Monday, December 7, 2020
Location: Zoom
Time: 1:30PM-2:30PM

Abstract

The growing importance and compute demands of artificial intelligence (AI) have led to the emergence of AI optimized hardware platforms. For example, Nvidia GPUs introduced specialized tensor cores for matrix operations to speed up deep learning (DL) computation, resulting in a high peak throughput up to 130 int8 TOPS in the T4 GPU. Recently, Intel introduced AI-optimized 14nm FPGA, Intel® Stratix® 10 NX, with in-fabric AI tensor blocks that offer estimated peak performance up to 143 int8 TOPS, comparable to 12nm GPUs. However, what matters in practice is not just the peak throughput but the achievable real performance on target workloads. This depends mainly on the utilization of the tensor units on the device, and the system-level overheads to send data to/from the accelerator.
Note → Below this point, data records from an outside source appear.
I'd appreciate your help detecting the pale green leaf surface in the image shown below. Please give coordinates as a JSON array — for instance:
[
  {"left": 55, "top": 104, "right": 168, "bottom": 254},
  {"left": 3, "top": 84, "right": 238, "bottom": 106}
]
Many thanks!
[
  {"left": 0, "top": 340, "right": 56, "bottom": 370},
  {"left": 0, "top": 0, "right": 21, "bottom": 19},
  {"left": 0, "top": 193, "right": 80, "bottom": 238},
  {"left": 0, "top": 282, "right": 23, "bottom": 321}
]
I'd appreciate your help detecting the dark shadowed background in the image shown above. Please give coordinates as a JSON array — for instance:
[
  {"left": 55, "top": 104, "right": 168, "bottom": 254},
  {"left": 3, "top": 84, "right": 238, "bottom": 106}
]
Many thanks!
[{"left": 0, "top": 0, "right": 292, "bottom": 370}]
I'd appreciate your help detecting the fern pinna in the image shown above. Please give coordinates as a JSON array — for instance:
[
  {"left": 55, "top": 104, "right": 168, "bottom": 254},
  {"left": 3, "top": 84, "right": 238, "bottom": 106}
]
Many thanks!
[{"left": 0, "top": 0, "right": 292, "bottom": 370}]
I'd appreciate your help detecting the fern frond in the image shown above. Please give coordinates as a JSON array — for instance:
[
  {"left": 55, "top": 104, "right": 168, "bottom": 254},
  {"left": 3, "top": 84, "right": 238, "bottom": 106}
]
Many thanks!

In this talk, I will first discuss trends in AI and FPGAs. Then, I will talk about the Stratix 10 NX FPGA (S10-NX). Next, I will present our research AI soft processor overlay (NPU) and its optimizations for S10-NX. Finally, I will report evaluation of NPU on S10-NX in comparison to GPUs (Nvidia T4 and V100) both at device- and system-levels, for a suite of real-time AI inference workloads (RNNs, GRUs, LSTMs, MLPs). Our study shows that S10-NX achieves 24× and 12× average compute speedups over the T4 and V100 GPUs at batch-6. At system-level, FPGA’s fine-grained flexibility with integrated 100 Gbps Ethernet allows for remote access at 10× and 2× less system latency than local access to a GPU via 128 Gbps PCIe for short and long sequence RNNs, respectively.

Bio

Eriko Nurvitadhi is a senior research scientist at the CTO office of Programmable Solutions Group at Intel. He leads FPGA external/academic and internal research programs. His research focuses on hardware accelerator architectures (e.g., FPGAs, ASICs) for AI and data analytics. He has over 50 academic publications and 15 patents issued in this area. His research has contributed to Intel’s FPGA and ASIC solutions for AI. At Intel, he has received awards for his contributions to co-founding and growing FPGA academic program, as well as to next-generation FPGA technology. He received his PhD in Electrical and Computer Engineering from Carnegie Mellon University.